Federal officials said the alleged Bobov-Colombian connection worked like this:
Three middlemen - Pinski, Buendia and Arana - went from Buendia's Long Island home to Manhattan, where they would pick up the drug money from Colombian drug dealers. The three would bring the cash to a safe house, an apartment at 243 W. 75th St., to be counted.
Investigators said Abraham R would bring the money to Rabbi Gunfeld, who would cut checks to people named on a list faxed to the Mahir R brothers by Pinski and Buendia, according to Dunst, the assistant U.S. attorney prosecuting the case.
A key part of the scam, officials said, was the attempt to hide the bank transactions from federal authorities by keeping each check under $10,000 - the amount that triggers automatic review by federal banking officials.
The complaint charges that Rabbi Grunfeld and Knobloch created the structure to divide $1 million into 95 separate deposits to avoid federal scrutiny.
Federal officials said in one case, the bank accounts used in the scheme were in the name of Chaim Shel Shulem and held deposits of more than $19 million during a 10-month period when the laundering transactions occurred, between August 1995 and May 1996.
Chaim Shel Shulem is located in the same five-story Bobover building on 48th Street as Congregation Eitz Chaim and the Bobover yeshiva.
Dunst told The Jewish Week that while the investigation is still continuing, "There is currently no evidence that any of the [Bobover] institutions whose bank accounts were used derived any profit from the criminal activity."
Federal officials have said that drug traffickers generally like using Orthodox and chasidic institutions to launder their money because of certain advantages: Cash deposits usually do not create government suspicion because banks believe they are charitable donations, and community members often do business in cash, enabling them to move money around the world.
In return, authorities said, yeshivas barely able to meet their bills receive a percentage of the drug money, allowing them to continue to operate.
"They look the other way" in order to get drug dealers' fees that can pay their bills, a federal prosecutor told the Daily News several years ago.

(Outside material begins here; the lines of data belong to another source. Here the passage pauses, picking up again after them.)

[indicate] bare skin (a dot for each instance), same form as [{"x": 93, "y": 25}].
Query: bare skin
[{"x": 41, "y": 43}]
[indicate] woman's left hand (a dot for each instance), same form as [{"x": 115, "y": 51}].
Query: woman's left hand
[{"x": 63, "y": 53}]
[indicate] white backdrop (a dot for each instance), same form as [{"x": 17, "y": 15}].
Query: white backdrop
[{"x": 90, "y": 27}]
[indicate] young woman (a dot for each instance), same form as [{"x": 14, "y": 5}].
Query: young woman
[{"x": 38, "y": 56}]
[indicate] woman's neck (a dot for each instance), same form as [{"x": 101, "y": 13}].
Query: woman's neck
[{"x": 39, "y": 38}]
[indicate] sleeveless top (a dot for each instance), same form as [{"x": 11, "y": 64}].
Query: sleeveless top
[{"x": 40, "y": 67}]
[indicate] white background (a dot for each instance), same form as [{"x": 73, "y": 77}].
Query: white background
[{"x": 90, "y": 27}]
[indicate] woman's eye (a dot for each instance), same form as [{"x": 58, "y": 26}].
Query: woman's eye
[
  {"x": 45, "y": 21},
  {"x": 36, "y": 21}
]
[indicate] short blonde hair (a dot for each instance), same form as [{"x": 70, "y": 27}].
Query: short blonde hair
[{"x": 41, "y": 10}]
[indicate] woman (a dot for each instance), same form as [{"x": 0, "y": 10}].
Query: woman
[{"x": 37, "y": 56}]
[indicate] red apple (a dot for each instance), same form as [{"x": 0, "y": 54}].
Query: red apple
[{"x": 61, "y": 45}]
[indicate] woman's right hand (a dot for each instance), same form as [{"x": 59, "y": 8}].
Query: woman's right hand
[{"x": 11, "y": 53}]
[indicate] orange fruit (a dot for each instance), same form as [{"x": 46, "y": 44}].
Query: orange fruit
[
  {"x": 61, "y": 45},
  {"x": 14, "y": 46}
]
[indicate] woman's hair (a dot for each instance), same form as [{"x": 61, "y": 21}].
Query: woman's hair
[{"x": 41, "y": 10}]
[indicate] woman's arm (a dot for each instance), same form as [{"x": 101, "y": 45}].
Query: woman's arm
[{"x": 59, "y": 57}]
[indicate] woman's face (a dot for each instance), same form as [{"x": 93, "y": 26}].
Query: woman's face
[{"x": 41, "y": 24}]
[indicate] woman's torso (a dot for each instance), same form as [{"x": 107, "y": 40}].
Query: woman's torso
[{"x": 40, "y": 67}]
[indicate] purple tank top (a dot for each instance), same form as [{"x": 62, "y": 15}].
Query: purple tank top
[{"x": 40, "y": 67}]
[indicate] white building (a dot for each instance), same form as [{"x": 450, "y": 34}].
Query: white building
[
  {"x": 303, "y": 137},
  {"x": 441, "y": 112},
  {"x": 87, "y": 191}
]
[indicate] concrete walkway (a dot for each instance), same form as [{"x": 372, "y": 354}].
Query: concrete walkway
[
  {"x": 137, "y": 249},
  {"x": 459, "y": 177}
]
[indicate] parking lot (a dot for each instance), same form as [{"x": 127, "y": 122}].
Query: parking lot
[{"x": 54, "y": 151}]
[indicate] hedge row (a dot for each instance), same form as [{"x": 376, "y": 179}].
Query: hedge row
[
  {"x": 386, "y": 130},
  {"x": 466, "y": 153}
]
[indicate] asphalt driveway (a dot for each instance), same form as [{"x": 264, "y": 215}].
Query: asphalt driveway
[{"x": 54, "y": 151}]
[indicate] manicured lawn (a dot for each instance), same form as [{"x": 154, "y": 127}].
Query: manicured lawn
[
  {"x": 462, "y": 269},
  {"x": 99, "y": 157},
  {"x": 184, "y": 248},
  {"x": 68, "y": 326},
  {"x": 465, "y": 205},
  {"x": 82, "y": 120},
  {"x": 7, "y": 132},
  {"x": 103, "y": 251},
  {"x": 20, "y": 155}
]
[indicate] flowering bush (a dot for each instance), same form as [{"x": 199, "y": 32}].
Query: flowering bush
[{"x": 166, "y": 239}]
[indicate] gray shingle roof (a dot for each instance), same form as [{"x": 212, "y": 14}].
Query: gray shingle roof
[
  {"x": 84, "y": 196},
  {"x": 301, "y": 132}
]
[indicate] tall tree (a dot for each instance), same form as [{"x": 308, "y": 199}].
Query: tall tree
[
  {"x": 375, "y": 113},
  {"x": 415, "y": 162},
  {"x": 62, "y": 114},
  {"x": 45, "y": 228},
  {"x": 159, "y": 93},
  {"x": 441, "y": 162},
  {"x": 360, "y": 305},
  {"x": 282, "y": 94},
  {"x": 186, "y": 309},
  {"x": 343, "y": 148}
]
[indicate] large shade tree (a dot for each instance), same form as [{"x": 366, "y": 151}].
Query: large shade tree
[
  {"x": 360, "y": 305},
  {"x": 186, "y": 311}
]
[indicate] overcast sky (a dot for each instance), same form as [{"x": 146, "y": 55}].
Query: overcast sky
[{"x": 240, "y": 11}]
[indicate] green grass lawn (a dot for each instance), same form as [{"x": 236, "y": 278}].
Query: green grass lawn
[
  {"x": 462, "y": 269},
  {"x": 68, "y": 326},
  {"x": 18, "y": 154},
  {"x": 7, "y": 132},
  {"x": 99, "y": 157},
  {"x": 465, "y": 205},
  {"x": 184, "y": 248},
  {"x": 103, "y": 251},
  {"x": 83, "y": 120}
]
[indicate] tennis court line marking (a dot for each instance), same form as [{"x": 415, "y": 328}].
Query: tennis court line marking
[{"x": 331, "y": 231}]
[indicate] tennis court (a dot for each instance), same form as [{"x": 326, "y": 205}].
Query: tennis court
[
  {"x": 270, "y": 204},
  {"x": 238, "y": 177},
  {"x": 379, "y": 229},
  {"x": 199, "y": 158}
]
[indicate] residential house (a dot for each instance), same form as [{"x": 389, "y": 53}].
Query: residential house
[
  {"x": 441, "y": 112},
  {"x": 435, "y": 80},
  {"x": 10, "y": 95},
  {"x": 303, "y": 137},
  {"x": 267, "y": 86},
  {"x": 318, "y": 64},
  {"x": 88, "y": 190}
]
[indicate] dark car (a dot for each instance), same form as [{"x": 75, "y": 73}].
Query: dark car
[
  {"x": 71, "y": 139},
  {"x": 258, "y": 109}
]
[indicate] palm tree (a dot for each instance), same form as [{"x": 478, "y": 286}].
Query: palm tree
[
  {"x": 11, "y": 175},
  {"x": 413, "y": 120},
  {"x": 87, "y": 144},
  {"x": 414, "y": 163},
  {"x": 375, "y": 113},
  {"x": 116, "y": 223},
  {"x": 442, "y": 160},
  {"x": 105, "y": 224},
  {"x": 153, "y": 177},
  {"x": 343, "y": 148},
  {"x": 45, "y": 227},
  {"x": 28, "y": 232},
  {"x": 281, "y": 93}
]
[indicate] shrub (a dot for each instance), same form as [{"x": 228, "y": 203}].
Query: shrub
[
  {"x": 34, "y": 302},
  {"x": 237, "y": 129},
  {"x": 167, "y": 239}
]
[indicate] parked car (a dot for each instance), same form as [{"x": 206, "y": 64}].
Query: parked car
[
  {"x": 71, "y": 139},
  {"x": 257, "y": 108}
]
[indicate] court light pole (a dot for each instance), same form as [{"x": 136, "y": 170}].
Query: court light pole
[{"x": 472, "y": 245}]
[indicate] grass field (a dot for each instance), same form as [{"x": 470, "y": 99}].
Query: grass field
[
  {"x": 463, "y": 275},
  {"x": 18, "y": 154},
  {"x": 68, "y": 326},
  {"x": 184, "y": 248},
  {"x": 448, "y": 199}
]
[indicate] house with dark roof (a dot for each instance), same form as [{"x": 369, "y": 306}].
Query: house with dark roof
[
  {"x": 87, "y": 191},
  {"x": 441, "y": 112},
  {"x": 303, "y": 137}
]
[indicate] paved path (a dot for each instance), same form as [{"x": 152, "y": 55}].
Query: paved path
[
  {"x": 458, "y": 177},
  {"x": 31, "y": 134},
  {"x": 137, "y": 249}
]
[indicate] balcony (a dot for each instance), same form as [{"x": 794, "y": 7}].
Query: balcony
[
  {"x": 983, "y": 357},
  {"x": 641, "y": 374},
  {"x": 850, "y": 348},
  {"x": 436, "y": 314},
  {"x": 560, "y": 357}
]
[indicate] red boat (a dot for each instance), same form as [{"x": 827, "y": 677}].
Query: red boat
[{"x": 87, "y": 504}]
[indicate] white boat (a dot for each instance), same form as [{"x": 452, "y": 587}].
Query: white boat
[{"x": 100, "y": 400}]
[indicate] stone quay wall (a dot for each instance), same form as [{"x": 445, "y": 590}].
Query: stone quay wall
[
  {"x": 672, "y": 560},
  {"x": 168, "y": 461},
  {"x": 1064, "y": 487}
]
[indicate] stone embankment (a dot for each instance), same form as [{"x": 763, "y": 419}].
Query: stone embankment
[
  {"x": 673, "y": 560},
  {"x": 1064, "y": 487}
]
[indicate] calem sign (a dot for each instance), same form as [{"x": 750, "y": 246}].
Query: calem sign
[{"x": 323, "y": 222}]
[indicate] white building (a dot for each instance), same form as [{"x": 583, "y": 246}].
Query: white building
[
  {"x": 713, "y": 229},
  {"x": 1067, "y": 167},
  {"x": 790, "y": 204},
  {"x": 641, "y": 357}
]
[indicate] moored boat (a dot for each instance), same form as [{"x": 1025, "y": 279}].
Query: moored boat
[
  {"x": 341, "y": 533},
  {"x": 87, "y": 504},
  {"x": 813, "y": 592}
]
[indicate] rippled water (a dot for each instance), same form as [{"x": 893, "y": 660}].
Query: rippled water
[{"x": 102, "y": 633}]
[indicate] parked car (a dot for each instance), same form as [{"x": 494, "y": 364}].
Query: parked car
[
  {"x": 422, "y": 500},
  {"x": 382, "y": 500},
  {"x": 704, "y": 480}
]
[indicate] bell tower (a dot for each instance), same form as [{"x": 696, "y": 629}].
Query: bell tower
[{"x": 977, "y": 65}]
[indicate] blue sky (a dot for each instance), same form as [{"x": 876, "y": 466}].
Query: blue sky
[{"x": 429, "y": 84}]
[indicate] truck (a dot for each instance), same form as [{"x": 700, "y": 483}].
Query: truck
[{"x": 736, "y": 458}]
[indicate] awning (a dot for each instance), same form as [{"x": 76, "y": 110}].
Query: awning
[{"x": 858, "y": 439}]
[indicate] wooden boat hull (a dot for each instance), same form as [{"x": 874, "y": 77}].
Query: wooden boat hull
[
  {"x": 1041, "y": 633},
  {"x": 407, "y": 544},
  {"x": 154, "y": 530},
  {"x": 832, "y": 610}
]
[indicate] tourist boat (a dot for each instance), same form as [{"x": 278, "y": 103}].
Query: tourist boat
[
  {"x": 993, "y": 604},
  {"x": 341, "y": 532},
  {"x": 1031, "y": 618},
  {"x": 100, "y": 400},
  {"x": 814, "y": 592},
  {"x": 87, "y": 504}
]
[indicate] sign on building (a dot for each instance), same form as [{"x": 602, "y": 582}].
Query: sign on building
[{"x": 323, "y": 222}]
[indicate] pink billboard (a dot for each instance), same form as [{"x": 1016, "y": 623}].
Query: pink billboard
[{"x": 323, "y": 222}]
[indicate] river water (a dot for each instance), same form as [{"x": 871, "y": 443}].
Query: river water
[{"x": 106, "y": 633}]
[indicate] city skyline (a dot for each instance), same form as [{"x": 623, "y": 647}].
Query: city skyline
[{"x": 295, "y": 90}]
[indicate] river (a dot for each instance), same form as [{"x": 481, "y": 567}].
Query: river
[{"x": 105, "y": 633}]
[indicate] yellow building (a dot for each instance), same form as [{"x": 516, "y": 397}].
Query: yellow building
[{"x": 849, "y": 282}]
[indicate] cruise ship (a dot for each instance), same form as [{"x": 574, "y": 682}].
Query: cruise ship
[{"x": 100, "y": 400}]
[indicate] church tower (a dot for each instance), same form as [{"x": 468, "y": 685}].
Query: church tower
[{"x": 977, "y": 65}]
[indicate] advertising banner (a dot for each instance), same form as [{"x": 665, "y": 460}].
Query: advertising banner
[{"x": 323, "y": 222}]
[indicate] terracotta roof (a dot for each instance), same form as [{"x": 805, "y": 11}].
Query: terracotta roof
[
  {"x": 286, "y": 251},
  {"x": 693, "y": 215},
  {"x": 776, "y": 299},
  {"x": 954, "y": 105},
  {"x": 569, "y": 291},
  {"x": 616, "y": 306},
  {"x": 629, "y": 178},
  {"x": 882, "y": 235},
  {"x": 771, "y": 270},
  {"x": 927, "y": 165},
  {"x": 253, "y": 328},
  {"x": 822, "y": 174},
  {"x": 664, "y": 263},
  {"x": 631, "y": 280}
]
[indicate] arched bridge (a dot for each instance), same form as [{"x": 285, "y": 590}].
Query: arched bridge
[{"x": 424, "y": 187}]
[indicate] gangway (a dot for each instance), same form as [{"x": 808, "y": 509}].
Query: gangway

The official said that some in the Orthodox community even take the attitude that "so long as it does not injure our community, it does not matter if drugs are being sold."
While Bobov officials were tight-lipped this week, one community member who said he knows Rabbi Grunfeld described him as "the type of person that would do favors for anyone at any time."
The Bobov member, who requested anonymity, also described a financial organization in chaos, with no oversight.
He said the Bobover rebbe. Rabbi Shlomo Halberstam, should not be held accountable for the scandal because he has been ill and "is not on top of it."
Many chasidic experts say that the "rebbe" of the sect has the ultimate authority in the community, and little occurs without his approval.
Back at the courthouse Monday, none of the defendants would comment.
Asked how she felt, the traumatized Mrs. Grunfeld told a sympathetic reporter, "It's up to you to write something positive."